APM Terminals will move ahead with plans to automate its terminal at the Port of Los Angeles, according to the Los Angeles Times.
The first group of 45-foot-high “driverless cargo carriers” are scheduled to arrive at the facility in July 2019, while the rest of the 27-strong fleet is expected to be implemented before the end of the year.
In addition to this, the report reveals that APM Terminals’ new automated carriers will be fitted with diesel motors to charge their batteries, removing the necessity of installing chargers, Wi-Fi antenna poles and related equipment.
Read a Port Technology technical paper from Virginia's Rich Ceci on ‘Terminal Automation: The Good, The Bad, The Future’
Benefits of the new units include 24-hour operations, increasing levels of efficiency, and the reduction of average turnaround times for trucks entering the terminal from 105 minutes to 35 minutes.
The company also plans to convert 130 automated carriers from hybrid diesel-electric to fully electric operations, a transition that would save 2.2 million gallons of diesel fuel, including both the driverless machines within the terminal and trucks waiting to enter.
Once the automation project is complete, carriers will bring cargo directly to trucks parked outside the container storage yard in what is anticipated to be a far more efficient process.
Port of LA commissioners vote 3-2 to uphold coastal development permit which will allow APM Terminals to test equipment that could be used to automate Pier 400.
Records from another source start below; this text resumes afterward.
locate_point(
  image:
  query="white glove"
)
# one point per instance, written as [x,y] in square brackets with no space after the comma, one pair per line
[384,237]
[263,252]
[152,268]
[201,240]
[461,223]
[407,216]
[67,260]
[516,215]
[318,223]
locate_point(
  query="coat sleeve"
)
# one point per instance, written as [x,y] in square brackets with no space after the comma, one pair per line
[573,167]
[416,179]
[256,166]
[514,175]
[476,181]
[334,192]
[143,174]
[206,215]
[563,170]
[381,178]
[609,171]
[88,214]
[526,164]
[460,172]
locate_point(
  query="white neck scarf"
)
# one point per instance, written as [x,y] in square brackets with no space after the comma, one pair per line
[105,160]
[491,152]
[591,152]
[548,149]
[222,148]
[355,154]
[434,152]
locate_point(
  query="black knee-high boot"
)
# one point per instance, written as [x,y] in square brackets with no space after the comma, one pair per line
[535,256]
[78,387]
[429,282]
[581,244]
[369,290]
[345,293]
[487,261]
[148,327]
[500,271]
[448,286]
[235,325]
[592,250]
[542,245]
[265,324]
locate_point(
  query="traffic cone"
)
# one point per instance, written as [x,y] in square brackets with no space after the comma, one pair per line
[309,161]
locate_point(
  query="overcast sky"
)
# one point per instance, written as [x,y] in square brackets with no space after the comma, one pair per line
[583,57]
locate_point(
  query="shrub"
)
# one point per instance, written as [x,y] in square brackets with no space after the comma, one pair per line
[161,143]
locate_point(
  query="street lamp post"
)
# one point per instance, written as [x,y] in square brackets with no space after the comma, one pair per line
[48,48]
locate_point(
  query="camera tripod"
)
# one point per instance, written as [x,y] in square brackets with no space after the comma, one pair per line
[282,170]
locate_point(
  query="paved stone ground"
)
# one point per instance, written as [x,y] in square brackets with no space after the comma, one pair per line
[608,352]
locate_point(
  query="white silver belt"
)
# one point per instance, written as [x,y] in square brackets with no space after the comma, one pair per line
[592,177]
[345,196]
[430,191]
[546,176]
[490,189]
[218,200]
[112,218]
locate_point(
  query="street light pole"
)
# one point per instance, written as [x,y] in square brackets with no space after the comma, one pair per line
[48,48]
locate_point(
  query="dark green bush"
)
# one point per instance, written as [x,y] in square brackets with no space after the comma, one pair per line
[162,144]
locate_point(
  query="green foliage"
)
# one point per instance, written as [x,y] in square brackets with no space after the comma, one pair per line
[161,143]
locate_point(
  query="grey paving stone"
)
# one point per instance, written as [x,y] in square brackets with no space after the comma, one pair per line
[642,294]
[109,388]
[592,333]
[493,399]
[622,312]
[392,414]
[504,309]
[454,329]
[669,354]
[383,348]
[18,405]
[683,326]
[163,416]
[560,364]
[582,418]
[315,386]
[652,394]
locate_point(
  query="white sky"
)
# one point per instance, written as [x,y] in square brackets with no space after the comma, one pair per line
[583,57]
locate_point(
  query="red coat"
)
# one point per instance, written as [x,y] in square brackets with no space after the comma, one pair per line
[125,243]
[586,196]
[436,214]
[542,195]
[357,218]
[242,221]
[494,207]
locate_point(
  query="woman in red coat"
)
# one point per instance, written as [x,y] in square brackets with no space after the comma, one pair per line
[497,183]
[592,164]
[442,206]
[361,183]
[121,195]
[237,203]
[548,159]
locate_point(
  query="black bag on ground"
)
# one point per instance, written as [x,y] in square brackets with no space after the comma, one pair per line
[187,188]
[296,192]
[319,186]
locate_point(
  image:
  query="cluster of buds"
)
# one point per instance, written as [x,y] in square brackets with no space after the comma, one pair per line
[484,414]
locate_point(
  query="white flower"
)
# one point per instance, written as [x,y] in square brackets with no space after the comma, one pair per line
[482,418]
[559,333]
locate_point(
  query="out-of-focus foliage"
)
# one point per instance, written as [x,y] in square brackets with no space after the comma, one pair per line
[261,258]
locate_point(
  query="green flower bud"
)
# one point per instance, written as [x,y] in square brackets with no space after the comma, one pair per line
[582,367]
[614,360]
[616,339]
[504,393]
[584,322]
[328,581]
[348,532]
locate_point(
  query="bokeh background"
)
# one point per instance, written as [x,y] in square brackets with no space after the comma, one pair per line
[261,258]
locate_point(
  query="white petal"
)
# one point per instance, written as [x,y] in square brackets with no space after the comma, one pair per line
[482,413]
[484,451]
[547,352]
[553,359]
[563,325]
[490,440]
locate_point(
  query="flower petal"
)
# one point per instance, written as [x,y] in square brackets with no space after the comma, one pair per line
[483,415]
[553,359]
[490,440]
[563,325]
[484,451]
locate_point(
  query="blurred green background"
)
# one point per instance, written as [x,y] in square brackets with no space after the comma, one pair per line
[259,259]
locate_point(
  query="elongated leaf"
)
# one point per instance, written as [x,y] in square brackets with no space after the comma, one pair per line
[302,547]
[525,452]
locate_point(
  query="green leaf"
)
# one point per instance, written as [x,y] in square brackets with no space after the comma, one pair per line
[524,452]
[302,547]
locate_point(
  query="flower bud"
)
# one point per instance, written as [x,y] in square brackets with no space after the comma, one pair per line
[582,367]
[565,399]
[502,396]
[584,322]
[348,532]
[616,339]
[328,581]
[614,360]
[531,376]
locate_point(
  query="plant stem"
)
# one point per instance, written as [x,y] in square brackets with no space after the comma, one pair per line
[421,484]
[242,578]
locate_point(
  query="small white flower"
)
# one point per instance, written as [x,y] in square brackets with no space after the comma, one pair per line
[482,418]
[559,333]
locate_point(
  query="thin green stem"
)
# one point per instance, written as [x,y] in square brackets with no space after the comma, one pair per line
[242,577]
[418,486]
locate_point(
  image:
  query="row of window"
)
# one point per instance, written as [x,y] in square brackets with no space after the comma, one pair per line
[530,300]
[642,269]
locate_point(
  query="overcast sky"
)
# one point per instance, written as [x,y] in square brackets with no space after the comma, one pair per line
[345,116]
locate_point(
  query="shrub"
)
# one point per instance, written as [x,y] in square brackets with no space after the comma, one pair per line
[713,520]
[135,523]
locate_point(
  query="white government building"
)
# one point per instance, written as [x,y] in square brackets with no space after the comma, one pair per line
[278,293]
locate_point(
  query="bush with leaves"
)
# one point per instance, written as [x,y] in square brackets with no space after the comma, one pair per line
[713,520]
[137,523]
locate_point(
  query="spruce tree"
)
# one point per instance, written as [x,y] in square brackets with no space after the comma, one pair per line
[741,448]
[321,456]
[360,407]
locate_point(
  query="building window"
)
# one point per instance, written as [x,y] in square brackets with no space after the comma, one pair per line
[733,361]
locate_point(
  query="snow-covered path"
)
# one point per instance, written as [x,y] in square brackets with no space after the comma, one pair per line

— American Shipper (@AmericanShipper) June 20, 2019
Eugene Seroka, Executive Director at the Port of Los Angeles, has addressed concerns from the International Longshore and Warehouse Union (ILWU) regarding the loss of jobs, revealing that “in the last 15 months, the industry has hired 1,000 registered longshore members and 4,000 to 5,000 casual workers or apprentices”.
This recruitment drive has been described as “the largest uptake of new workers in a generation”.
With container throughput set to double at the Port of Los Angeles during the next 20 years, Seroka has also asserted that more workers will be needed in the future.